Been Thinking about Unconditional Love


The sentimentality of dog food commercials often include something like, “they give us unconditional love.”  Talk about cringe-worthy.  Now, let me defend dogs.  My little dog is at my feet now, obliviously scratching and licking his hindparts.  He wants to jump in my lap and cuddle, which obscures my view of the laptop screen and hinders my hands and fingers from communicating thereby.  I enjoy him sitting on my lap because I don’t have a sense of smell so if he stinks I don’t know it; because it makes me feel needed; and because he only weighs 20 pounds.

Side note:  Our neighbors, a couple who own two adult pit bulls, found two pit bull puppies in the ditch on our road and picked them up.  My husband tried to get me to take one.  It was tempting, but it was a puppy (female), very rambunctious, and, well, a pit bull, which can be lovely dogs, and bound to get a lot bigger.  I don’t have the energy for a puppy right now. 

Back from the detour.  We have really grown attached to our dog, but he gives us nothing that approximates unconditional love—or love in general.  Companionship, loyalty (maybe), closeness, but that is not love, and definitely not unconditional.  If I stopped feeding him for a week he would take up with someone else quite quickly (he eats a lot for such a small dog). 

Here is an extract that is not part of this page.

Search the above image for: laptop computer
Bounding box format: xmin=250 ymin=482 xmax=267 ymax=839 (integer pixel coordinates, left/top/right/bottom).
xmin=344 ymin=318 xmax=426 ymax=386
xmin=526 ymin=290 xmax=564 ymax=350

To me, even mentioning “dog” and “unconditional love” in one breath is blasphemy, because only God is capable of unconditional love, loving us despite our actions.  I’m not even sure the best of people are capable of it, even parents or spouses.  As selfishly as we can be about love in what we give, we love because we need the relationship.  God does not.

As Tim Keller writes in The Reason for God, God did not create the world because he needed something or someone.  Then he would not be God and I’m not sure he’d be capable of doing such a thing.  He already was experiencing perfect fellowship within Himself and creation is an extension of that, not a cry for help.   We do not understand the trinity.

So we need another word for truly selfless but still human love, or another one for God’s type of hesed love, lovingkindness, charis, grace.  But let’s not say it about dogs.  God gives us richly all things to enjoy, but not to idolize and worship, and I fear some Americans do that to their pets as well as their possessions.